During processing of the subtasks, server 14 may monitor progress among helpers 16 at 128, and may reschedule tasks to different helpers 16 if subtasks appear delayed (as indicated by flow from 128 to 106 in FIG. 2). Additionally, it may be necessary to monitor progress from a site other than server 14, e.g., remote site 40. Using network connection 5, remote site 40 can access a browser application 24 at server 14 that can provide the progress monitoring data to remote site 40. Browser application 24 at server 14 can be part of the server computer instructions or software code uploaded or delivered from Cogmission module 12 and may include such known browser applications as Netscape Navigator, Internet Explorer, or other similar applications.
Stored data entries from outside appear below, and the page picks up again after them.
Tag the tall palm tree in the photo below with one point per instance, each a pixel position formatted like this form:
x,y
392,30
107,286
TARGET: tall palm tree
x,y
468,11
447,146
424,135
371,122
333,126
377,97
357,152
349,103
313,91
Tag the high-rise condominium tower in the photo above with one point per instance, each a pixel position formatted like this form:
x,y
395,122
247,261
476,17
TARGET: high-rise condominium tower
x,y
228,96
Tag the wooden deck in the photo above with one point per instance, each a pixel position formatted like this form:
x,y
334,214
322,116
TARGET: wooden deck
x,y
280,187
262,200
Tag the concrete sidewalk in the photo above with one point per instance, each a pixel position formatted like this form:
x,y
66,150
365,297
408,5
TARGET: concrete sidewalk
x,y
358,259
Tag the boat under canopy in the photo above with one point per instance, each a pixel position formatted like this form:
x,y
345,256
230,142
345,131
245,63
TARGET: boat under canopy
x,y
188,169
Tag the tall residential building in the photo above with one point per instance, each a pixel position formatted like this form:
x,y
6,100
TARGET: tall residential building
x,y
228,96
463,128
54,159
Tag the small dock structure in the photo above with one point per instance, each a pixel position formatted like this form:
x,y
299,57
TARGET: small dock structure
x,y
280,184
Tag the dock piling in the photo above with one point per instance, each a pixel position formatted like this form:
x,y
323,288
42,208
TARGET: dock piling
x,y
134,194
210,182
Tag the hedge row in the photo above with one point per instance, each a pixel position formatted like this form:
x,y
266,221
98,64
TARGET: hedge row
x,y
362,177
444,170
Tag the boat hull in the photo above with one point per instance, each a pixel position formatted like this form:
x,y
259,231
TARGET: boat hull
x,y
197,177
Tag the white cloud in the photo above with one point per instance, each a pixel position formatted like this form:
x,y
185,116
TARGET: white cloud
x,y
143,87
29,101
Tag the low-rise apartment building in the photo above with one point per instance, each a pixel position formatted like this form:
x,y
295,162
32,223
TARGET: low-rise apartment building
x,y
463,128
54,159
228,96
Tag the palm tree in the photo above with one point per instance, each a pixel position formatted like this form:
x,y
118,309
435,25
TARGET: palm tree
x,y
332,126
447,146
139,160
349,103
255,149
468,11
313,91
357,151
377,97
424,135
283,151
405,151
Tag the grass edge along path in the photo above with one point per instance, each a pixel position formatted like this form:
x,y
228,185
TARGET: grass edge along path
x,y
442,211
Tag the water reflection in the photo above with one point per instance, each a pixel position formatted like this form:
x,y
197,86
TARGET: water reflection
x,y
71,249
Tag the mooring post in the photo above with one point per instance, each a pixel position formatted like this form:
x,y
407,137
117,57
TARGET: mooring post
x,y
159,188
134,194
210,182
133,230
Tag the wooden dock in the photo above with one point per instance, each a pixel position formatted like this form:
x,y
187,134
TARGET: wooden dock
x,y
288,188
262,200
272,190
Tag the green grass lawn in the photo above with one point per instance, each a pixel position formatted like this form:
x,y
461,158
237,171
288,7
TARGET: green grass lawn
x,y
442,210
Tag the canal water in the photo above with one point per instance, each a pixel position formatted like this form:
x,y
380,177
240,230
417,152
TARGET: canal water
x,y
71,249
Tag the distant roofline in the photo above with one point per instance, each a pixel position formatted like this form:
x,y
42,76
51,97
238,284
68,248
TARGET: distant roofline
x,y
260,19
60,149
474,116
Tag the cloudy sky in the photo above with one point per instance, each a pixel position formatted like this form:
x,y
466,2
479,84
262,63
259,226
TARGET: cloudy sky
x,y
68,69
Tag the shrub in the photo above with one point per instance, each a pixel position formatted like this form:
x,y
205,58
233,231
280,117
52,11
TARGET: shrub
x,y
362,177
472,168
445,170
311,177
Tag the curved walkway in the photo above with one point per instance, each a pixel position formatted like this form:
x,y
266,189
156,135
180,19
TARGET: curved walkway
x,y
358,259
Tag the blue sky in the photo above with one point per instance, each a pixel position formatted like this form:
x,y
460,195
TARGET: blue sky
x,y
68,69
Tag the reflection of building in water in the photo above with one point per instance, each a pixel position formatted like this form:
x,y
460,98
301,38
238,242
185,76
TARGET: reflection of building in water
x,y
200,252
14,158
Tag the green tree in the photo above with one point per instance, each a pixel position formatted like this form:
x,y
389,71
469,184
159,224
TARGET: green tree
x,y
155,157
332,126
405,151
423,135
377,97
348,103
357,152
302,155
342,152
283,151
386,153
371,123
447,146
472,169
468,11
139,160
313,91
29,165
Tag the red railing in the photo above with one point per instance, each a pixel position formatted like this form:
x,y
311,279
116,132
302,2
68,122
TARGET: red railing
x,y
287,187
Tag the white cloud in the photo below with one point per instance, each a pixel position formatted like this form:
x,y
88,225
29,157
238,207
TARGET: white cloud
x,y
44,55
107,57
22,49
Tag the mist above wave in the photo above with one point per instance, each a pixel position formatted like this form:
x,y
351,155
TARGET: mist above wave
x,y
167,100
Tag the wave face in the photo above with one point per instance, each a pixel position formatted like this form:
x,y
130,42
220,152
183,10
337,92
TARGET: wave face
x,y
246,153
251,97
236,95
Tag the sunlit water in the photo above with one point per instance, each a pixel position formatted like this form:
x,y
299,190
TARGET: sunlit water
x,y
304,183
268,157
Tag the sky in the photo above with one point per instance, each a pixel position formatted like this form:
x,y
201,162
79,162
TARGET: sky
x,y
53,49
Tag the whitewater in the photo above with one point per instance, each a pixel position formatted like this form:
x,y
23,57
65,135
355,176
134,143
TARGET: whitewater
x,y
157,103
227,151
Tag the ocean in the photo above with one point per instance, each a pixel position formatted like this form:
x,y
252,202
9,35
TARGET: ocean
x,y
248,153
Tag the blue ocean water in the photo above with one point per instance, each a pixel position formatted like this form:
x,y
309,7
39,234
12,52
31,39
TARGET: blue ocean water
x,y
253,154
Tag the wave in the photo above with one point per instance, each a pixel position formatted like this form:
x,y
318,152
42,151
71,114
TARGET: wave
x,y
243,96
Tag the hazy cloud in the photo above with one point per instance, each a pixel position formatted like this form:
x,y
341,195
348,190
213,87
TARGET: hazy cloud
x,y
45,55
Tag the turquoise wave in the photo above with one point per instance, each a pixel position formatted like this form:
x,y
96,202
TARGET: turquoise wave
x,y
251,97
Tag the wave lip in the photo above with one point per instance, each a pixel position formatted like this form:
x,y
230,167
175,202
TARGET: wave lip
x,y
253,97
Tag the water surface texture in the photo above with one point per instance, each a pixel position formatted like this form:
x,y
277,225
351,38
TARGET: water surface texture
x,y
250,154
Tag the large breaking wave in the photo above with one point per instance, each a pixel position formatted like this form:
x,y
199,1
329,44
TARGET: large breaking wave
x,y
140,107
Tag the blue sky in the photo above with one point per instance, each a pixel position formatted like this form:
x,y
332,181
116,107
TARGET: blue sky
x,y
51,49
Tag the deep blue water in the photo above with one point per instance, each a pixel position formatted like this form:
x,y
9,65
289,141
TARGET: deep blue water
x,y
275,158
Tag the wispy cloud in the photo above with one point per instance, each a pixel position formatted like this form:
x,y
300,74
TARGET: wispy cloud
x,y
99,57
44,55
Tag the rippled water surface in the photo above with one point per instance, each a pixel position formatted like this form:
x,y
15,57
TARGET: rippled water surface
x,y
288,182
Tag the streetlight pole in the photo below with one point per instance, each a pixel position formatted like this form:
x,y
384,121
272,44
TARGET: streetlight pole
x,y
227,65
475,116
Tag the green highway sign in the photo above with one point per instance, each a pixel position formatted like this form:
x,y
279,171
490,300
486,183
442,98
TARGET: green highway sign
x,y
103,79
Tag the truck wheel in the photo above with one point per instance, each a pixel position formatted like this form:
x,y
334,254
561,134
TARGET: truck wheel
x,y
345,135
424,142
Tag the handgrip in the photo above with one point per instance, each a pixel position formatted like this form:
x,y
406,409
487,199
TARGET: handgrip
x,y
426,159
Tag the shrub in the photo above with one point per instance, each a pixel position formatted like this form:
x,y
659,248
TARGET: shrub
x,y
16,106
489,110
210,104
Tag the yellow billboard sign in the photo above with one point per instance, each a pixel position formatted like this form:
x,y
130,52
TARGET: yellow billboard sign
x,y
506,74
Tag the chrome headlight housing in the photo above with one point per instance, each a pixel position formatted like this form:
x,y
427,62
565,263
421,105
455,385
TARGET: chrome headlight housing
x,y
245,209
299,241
Depending on a predetermined access level for remote site 40, browser application 24 can be used by remote site 40 to reschedule subtasks among helpers 16, or to initiate tasks through server 14.
Though not shown in FIG. 1, it can be readily understood that Cogmission module 12 also may include browser application 24. Thus remote site 40 can initiate tasks directly through Cogmission module 12, which may function as server 14 to remote site 40, without the need to upload the server instructions or software to remote site 40. However, the use of the browser application 24 interface in lieu of installing the server computer instructions or software code may decrease overall task completion speed.
While the method and systems have been disclosed in connection with the illustrated embodiments, various modifications and improvements thereon will become readily apparent to those skilled in the art. In one embodiment, decomposition 104 may consist of providing dll code directing the helpers 16 to separate their subtask from the requested task. As previously noted, netModules 20 need not be located in Cogmission module 12. In such applications, server 14 may not need further access to Cogmission module 12 once the appropriate computer instructions or software code 18 have been installed.
In another embodiment, the dll for the task request may be iterative, i.e., a task request may be repeatedly initiated until predetermined criteria are met. The task results from one iteration, i.e., the combined results of the subtasks, may be used as data for the next iteration, etc. In such cases the configuration information can include the criteria for determining the number of iterations, such as a specified number of iterations of the task, or an acceptable level of change in the task results between iterations. Accordingly, the spirit and scope of the present methods and systems is to be limited only by the following claims.